Visitantes no Pageant de Literatura Infantil de Udaan em Patna no mês passado. | Crédito da foto: Arranjo Especial
Há também a questão de saber quanto apoio institucional podem esperar, diz Jain. Quando o incidente em Patna aconteceu no mês passado, a equipe do Blue Jackal ficou decepcionada com a forma como os organizadores do pageant e até mesmo outros participantes não conseguiram apoiá-los ou apresentar soluções de forma unificada (Prayog, que organizou o pageant Udaan, não quis comentar).
“Não queremos deixar isso passar em silêncio, porque há uma infinidade de incidentes desse tipo que acontecem nos espaços universitários e fora deles, que são abafados por causa do medo. E assim esses elementos ficam cada vez mais encorajados.
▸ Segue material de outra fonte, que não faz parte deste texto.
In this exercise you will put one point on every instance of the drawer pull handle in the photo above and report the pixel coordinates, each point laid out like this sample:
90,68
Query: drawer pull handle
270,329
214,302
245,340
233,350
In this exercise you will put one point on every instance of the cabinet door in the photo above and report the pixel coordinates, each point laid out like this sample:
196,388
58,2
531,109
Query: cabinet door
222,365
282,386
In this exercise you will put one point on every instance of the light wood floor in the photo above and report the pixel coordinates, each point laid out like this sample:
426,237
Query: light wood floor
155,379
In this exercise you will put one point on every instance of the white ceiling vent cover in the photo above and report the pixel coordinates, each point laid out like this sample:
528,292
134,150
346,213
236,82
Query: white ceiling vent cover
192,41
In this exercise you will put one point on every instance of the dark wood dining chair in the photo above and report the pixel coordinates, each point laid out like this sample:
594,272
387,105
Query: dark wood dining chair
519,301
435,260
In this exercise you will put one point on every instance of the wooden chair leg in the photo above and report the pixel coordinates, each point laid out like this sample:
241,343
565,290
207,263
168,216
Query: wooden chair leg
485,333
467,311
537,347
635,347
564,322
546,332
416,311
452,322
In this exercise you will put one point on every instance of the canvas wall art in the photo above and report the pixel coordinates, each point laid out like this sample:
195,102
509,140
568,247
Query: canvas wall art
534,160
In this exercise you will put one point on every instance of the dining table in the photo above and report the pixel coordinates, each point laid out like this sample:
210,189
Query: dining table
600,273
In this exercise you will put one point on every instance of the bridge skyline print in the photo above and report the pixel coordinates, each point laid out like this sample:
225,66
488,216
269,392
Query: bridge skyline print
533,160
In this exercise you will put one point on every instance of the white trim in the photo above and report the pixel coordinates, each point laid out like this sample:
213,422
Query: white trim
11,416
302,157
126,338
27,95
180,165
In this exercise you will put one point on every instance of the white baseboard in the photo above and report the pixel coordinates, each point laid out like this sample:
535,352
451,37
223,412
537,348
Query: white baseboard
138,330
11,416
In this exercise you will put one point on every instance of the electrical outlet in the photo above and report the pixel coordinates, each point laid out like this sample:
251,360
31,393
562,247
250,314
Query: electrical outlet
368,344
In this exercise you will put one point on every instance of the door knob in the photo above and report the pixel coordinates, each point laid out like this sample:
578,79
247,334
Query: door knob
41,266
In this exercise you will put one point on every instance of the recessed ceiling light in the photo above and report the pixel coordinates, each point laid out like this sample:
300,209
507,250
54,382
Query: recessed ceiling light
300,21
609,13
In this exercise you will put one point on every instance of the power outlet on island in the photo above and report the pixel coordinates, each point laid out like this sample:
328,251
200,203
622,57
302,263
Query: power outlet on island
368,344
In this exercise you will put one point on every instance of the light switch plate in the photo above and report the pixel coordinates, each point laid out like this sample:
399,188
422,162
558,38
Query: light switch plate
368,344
Por isso, queremos reagir”, diz Jain.
Ato de solidariedade
As instituições estão constantemente a trilhar uma linha tênue entre a proteção de si mesmas e a ideia de liberdade artística, diz V. Ravichandar, o fundador de espaços culturais com sede em Bengaluru, como o Centro Internacional de Bangalore e o Sabha BLR, e um importante organizador de festivais como o Pageant de Literatura de Bangalore e o BLR Hubba. “Este é um desafio contínuo e muitos de nós praticamos a autocensura e jogamos pelo seguro. ‘Será que este evento causará problemas? Temos todas as vozes representativas? Esta é uma questão controversa?’ Isto é algo que surge continuamente nas nossas mentes e conversas”, afirma Ravichandar, que acredita que as instituições não devem ser surpreendidas por pessoas que se ofendem ou fazem ameaças de perturbação.
“No BIC adotamos uma postura pragmática, priorizando os interesses da instituição e seu papel como plataforma equilibrada para diversas vozes. O objetivo é viver para lutar outro dia”, acrescenta.

O ator Naseeruddin Shah nas primeiras ‘Palestras que precisavam acontecer’ organizadas por Mumbai For Peace. | Crédito da foto: Arranjo Especial
Uma das formas pelas quais alguns membros da sociedade civil estão a reagir é simplesmente deslocalizar e reagendar eventos que são cancelados sem qualquer explicação por parte dos organizadores. Recentemente, o grupo de cidadãos Mumbai For Peace, com sede em Mumbai, iniciou uma série de palestras chamadas ‘Palestras que precisavam acontecer’, depois que uma palestra e leitura do ator Naseeruddin Shah foi repentinamente cancelada pela Universidade de Mumbai. O grupo discretamente remarcou o evento e o realizou em um native diferente. Na semana passada, a palestra da historiadora feminista Uma Chakaravarti na universidade SNDT foi cancelada e posteriormente realizada por Mumbai For Peace em outro native.
“Tivemos um workshop há alguns dias sobre como ser uma equipa de resposta quando algo assim acontece, e também como um ato de solidariedade com aqueles que pertencem a comunidades marginalizadas e se sentem ameaçados e vulneráveis”, diz Sujata Gothoskar, um ativista baseado em Mumbai que é membro do Mumbai For Peace. “Tem que haver algum tipo de resistência e afirmação de amor, solidariedade e compreensão, em vez do ódio que está acontecendo ao nosso redor.”
O escritor é um jornalista independente baseado em Bengaluru.